Arista - Broadcom AI Networking Solution Brief
Solution Highlights
- Open Standards: Arista and Broadcom support open, standards-based Ethernet and IP technologies for maximum choice, flexibility, and performance.
- End-to-end Performance Optimized RoCE: Partnership ensures best-in-class RoCE performance with various congestion control mechanisms.
- Power Efficient NIC, Switches, and Interconnects: Lowest power and highest performance components reduce infrastructure TCO and leave more power for accelerators.

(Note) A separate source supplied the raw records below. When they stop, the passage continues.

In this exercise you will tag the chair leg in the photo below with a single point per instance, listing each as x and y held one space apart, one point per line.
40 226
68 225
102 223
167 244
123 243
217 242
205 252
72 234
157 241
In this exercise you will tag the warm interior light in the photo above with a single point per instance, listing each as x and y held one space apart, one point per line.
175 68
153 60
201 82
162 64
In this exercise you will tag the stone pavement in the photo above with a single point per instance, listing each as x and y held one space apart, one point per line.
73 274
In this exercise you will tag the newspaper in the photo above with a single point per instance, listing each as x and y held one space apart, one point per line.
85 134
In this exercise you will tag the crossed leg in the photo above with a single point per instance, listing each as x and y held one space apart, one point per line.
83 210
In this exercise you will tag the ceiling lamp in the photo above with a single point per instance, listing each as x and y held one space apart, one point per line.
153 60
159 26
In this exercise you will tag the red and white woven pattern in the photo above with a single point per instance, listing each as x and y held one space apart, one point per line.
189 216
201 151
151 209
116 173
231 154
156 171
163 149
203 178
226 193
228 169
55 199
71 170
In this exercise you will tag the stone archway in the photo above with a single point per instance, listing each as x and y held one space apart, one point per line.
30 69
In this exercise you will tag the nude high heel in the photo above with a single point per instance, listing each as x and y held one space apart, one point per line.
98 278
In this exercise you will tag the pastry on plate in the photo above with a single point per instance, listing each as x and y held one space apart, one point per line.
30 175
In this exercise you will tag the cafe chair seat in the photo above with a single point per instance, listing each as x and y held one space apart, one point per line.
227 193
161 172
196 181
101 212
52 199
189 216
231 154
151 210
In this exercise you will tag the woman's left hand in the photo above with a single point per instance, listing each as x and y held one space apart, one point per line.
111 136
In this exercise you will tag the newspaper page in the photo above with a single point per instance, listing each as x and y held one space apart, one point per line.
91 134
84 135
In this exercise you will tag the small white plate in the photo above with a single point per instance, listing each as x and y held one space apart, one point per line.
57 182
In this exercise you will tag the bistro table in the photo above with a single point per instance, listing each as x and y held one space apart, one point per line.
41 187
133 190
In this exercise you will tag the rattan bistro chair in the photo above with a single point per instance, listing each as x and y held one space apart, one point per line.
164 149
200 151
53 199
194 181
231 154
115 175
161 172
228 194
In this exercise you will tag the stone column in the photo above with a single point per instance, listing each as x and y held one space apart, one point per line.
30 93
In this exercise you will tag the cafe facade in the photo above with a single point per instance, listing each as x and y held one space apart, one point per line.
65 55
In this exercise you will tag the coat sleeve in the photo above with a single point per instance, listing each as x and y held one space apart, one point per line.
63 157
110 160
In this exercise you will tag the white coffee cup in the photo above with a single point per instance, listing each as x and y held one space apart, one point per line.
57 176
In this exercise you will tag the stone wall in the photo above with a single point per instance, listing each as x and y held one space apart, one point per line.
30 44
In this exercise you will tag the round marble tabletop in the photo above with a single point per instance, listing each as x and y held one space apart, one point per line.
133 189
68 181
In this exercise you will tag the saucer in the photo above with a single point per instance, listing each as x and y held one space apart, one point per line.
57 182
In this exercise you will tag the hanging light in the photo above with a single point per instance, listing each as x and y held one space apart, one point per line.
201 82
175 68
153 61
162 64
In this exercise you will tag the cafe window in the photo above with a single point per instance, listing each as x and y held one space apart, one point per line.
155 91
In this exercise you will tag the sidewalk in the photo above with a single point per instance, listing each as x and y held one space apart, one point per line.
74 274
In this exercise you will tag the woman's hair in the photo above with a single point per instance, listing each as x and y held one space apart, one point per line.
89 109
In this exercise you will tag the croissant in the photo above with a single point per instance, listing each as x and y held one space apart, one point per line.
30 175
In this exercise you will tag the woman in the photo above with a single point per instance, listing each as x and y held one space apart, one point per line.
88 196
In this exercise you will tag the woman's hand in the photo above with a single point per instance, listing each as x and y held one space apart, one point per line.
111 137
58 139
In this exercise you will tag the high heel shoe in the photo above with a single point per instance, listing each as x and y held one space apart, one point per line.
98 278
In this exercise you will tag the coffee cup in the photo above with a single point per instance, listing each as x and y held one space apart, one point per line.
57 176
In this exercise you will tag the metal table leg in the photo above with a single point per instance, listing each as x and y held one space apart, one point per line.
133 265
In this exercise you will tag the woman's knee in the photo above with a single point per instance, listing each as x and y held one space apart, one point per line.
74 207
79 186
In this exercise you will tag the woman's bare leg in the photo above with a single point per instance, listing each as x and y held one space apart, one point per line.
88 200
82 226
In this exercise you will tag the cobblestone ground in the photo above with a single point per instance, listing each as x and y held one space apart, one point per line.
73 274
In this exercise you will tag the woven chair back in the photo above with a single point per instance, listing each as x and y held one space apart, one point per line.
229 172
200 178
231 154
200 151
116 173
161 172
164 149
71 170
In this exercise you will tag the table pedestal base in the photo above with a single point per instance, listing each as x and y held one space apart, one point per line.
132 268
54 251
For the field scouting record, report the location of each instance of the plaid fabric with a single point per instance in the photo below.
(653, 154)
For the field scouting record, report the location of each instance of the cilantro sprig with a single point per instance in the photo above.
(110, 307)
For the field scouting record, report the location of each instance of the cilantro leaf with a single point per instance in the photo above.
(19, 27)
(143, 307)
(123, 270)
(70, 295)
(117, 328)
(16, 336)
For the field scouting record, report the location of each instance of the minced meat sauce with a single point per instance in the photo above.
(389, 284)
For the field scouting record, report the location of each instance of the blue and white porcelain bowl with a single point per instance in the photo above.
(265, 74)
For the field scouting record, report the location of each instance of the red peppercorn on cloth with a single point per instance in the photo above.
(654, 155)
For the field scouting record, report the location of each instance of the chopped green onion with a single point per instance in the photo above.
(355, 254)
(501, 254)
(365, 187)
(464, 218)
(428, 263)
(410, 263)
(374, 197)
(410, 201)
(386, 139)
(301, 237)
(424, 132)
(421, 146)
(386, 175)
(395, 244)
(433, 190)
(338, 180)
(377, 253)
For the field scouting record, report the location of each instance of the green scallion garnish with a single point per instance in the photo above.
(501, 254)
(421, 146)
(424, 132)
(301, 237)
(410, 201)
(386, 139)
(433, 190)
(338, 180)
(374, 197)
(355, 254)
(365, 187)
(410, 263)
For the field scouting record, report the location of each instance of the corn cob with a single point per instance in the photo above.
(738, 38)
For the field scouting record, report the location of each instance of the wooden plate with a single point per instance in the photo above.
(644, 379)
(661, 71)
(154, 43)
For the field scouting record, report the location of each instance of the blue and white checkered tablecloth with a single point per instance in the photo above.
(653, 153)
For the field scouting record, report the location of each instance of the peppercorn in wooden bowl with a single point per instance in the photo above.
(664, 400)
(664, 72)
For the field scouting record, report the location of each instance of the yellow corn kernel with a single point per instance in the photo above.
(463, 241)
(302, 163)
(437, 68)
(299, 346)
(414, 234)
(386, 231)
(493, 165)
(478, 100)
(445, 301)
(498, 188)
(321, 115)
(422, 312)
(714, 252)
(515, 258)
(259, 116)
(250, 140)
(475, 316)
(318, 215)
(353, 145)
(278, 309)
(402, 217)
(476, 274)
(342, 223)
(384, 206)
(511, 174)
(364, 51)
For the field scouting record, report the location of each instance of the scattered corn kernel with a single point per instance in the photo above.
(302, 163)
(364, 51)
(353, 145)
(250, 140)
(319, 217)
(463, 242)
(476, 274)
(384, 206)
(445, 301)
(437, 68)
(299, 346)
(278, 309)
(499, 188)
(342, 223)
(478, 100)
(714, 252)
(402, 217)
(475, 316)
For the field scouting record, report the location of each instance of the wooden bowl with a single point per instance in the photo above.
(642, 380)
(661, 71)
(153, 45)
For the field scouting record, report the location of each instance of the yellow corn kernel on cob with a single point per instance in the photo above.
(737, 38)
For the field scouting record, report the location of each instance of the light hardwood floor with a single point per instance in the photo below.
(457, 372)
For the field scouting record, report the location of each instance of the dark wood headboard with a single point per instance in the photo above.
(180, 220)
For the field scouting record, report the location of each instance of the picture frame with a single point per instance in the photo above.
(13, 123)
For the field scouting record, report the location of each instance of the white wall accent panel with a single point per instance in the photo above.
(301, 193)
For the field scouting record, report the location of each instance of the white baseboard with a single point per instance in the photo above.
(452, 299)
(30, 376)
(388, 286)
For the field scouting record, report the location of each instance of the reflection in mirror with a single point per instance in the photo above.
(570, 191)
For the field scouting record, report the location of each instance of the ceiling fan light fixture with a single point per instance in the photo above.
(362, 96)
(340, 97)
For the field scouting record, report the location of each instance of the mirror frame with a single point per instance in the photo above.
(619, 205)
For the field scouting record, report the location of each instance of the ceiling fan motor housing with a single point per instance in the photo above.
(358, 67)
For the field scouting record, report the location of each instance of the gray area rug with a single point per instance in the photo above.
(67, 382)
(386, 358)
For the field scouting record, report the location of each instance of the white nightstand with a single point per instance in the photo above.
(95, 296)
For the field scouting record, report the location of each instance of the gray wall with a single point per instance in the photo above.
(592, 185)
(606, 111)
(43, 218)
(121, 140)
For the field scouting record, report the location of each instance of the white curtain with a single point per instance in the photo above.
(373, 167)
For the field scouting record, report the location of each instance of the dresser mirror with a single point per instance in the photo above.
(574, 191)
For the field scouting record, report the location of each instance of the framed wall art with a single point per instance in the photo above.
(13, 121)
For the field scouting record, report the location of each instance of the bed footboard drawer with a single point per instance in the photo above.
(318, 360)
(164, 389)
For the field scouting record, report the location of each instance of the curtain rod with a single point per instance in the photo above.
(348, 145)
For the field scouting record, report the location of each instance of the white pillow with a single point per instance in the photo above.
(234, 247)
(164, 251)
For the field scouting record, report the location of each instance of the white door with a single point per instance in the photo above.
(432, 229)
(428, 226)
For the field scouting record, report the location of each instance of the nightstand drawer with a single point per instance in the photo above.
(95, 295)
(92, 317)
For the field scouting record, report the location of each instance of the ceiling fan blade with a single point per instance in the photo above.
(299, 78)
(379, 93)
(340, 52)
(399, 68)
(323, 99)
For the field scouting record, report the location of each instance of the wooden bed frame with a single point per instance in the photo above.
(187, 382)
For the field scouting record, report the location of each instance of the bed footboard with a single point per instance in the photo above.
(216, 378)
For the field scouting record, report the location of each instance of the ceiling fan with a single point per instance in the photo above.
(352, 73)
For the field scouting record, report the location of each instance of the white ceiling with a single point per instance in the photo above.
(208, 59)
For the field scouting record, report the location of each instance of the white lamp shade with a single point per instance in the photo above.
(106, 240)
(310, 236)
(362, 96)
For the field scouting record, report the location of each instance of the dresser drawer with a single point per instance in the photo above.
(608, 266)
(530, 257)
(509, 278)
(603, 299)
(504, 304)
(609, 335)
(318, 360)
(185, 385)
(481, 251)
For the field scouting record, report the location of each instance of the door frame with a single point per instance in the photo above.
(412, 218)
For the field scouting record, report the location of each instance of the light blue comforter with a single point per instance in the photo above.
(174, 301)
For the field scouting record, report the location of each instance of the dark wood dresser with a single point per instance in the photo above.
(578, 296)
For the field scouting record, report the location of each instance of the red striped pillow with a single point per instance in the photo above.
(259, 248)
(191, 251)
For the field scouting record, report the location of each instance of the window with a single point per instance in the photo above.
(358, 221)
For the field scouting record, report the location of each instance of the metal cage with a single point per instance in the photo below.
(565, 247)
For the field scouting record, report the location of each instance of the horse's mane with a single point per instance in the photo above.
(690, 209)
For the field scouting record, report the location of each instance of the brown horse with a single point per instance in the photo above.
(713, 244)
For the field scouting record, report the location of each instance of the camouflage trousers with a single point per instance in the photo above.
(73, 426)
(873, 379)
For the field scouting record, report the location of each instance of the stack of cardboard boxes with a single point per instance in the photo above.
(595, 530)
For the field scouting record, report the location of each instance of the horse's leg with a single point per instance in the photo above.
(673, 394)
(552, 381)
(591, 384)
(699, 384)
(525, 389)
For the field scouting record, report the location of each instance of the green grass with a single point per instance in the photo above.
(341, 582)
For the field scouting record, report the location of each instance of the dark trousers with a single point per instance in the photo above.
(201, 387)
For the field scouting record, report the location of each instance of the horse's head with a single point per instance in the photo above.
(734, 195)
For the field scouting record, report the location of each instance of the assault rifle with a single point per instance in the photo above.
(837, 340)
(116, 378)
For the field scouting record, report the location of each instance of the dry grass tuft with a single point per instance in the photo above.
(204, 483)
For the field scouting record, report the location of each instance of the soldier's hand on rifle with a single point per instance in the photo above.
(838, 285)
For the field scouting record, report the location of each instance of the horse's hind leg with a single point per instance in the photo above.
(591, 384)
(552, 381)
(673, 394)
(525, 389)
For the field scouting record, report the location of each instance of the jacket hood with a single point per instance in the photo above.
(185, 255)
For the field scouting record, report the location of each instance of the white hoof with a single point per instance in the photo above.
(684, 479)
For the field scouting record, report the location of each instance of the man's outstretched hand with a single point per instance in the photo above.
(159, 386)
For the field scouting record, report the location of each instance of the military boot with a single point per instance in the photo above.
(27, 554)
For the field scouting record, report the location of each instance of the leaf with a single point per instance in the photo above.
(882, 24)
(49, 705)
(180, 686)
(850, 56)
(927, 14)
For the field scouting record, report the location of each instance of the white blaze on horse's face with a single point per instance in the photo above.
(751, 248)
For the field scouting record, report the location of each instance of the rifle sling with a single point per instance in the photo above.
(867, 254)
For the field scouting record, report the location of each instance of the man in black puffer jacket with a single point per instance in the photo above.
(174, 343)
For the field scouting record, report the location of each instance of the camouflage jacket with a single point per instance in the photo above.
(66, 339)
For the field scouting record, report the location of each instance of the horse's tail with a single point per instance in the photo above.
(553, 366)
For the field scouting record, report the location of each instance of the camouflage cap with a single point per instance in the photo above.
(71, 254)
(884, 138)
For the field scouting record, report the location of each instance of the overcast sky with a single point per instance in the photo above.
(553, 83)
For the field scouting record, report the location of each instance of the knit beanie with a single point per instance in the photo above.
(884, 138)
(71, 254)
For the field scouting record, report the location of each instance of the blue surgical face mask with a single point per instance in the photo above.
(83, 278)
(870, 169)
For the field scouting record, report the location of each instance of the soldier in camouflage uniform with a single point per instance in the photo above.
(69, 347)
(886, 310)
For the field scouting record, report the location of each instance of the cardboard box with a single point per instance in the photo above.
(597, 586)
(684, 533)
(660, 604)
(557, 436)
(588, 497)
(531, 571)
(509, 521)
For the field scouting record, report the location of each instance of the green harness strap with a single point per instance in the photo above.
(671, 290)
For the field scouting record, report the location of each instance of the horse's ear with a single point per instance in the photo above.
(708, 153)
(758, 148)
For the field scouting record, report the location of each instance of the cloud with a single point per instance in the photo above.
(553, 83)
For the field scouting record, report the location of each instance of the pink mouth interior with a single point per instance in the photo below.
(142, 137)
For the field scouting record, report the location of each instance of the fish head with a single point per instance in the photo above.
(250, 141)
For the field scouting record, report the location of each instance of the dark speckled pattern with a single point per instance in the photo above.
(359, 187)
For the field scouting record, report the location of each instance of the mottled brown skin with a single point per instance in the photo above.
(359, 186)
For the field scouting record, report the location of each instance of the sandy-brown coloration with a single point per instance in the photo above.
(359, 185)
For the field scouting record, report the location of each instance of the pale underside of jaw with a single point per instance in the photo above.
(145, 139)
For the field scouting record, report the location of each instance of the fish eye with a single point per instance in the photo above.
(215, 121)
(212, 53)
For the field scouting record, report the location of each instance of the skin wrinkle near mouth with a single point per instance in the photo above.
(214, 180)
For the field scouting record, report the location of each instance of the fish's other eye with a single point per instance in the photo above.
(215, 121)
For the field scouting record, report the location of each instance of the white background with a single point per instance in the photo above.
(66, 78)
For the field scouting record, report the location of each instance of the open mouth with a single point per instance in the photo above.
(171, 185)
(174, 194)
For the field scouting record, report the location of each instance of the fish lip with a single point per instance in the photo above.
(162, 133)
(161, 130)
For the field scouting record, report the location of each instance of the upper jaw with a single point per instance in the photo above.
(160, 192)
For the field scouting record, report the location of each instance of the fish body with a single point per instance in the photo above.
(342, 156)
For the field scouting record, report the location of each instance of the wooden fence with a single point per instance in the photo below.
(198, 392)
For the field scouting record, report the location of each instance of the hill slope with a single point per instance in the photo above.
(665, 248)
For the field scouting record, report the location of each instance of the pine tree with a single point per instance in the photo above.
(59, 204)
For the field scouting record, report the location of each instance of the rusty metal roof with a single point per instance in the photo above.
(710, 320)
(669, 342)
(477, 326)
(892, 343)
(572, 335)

- End-to-end Telemetry and Network Management: CloudVision integrates NIC and Switch management for automated configuration and management of RoCE and congestion control.
- Simple Configuration: RoCE deployment is simplified with an end-to-end performance optimized baseline configuration.
- Increased Reliability: Lower power and less thermal challenge result in improved MTBF, ensuring network reliability and availability for accelerators.
Overview
The rapid advancement of AI necessitates AI data centers that deliver optimal performance for AI workloads, requiring maximized network bandwidth and minimized latency. Broadcom and Arista have collaborated to address these requirements by providing high-performance network hardware and fine-tuning key parameters for end-to-end 400G and 800G AI network solutions. This collaboration focuses on optimizing network performance and TCO with efficient, highly reliable designs implementing robust congestion control, load balancing, and telemetry.
The diagram shows a Tiered Leaf Spine/Plane based design with Arista switches. The top tier consists of four Arista switches, and the bottom tier consists of eight Arista switches, with numerous connections between them, illustrating a high-density, interconnected network architecture.
Arista's portfolio of fixed and modular systems enables clusters of tens of thousands of accelerators, utilizing efficient 2-tier topologies to minimize complexity and costs while maximizing performance and reliability. Arista's commitment to open standards provides customers with maximum choice in accelerators, NICs, and storage, supporting common cluster deployment configurations like Clos topologies.
Features
To meet the high-performance requirements of AI/ML cluster back-end networks, advanced features are essential:
- RoCEv2: The standard protocol for RDMA over Converged Ethernet, enabling direct memory access over a network for high-bandwidth and low-latency performance.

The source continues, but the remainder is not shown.